At Woolwich Polytechnic School for Girls, we recognise that at the heart of improving literacy skills is the opportunity to practise them. Improving literacy and learning can have an impact on students’ self-esteem, motivation, behaviour and attainment. It allows them to learn independently and is empowering. Woolwich Polytechnic School for Girls’ curriculum is underpinned by developing students’ abilities to speak, listen, read and write for a wide range of purposes, including using language to learn, communicate, think, explore and organise.
Helping students to express themselves clearly, through development of vocabulary, both orally and in writing, enhances and enriches teaching and learning in all subjects and prepares the student for life after school. We believe that reading, and particularly reading for pleasure, has a direct impact on cognitive and social communicative development. Our aim is to develop each student’s potential to the point where they are reading at, or above, their chronological age. We will quantify this development through a robust program of assessment, intervention and data analysis.
-Wider reading is essential to developing an awareness of how tone, style, conventions, audience and structure can be used to communicate meaning within different texts.
- Read Now Starters at the beginning of every lesson to promote independent reading whilst also engaging the pupil and drawing them into their learning.
- Reading homework is also compulsory each evening. Each pupil must read for thirty minutes each evening to develop their confidence and range of vocabulary.
-Everybody reads in which staff manage a whole class reading, modelling reading aloud a sentence or two before choosing a pupil to take over. Staff must define key words and use drilling to correct any mispronunciations.
- Accelerated Reader Programme – WPSFG has invested in the highly successful reading programme.

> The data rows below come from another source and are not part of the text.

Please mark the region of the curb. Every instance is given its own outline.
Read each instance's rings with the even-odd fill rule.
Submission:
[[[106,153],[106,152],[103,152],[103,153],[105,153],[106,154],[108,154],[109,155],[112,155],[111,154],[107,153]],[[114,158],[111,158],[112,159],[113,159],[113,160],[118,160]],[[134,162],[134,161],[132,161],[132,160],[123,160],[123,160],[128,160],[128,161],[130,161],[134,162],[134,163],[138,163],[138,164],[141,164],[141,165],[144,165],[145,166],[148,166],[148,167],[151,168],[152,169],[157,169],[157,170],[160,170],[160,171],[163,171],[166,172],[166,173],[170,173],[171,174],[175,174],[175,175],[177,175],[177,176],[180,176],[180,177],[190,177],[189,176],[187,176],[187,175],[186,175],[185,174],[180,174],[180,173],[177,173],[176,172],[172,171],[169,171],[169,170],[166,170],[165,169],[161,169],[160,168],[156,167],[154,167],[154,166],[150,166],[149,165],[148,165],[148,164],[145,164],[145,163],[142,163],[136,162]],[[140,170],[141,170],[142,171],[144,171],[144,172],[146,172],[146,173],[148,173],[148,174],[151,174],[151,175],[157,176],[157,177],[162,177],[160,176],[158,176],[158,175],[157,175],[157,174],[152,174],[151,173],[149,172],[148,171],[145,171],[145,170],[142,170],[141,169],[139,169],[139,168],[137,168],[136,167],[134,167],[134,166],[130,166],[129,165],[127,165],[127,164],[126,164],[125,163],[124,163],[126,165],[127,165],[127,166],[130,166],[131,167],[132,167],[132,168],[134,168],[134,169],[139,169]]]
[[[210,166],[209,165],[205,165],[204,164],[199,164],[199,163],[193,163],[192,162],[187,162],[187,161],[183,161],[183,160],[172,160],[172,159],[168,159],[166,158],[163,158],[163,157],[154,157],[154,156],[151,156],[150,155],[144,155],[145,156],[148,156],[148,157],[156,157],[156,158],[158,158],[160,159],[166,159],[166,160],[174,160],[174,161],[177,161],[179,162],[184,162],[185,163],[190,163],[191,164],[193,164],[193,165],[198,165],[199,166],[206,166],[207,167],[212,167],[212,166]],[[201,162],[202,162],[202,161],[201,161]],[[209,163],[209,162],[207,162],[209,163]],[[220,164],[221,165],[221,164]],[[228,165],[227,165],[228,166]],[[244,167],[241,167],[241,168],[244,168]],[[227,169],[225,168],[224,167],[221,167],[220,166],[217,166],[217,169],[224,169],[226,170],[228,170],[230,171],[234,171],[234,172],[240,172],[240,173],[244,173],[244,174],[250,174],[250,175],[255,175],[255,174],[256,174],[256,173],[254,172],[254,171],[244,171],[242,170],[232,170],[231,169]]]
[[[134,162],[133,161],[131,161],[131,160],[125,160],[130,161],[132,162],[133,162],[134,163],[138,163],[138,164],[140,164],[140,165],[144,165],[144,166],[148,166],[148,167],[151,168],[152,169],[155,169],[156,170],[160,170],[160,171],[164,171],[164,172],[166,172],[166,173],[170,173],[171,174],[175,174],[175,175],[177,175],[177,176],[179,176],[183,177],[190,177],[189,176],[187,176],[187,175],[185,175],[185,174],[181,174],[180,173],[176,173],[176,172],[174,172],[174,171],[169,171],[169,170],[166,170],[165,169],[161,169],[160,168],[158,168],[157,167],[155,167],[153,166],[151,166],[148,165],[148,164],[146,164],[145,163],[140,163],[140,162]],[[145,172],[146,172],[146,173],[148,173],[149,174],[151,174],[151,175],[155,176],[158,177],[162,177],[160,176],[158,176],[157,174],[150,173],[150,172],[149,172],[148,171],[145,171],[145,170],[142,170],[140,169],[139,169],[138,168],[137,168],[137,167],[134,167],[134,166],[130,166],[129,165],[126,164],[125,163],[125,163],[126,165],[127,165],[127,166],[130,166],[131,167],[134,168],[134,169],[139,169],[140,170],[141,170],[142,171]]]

According to recent reports from the EEF (Education Endowment Foundation) The internet-based programme increases the reading age of pupils by three additional months in just 22 weeks. The effect on low-income pupils was even greater, with their reading age improving by five additional months in the same amount of time.”
-Weekly reading lessons- all pupils are timetabled to have one reading lesson a week. During this time, pupils will read a text together, chosen based on the average reading age of the entire class. Reading together encourages discussions and a love for reading.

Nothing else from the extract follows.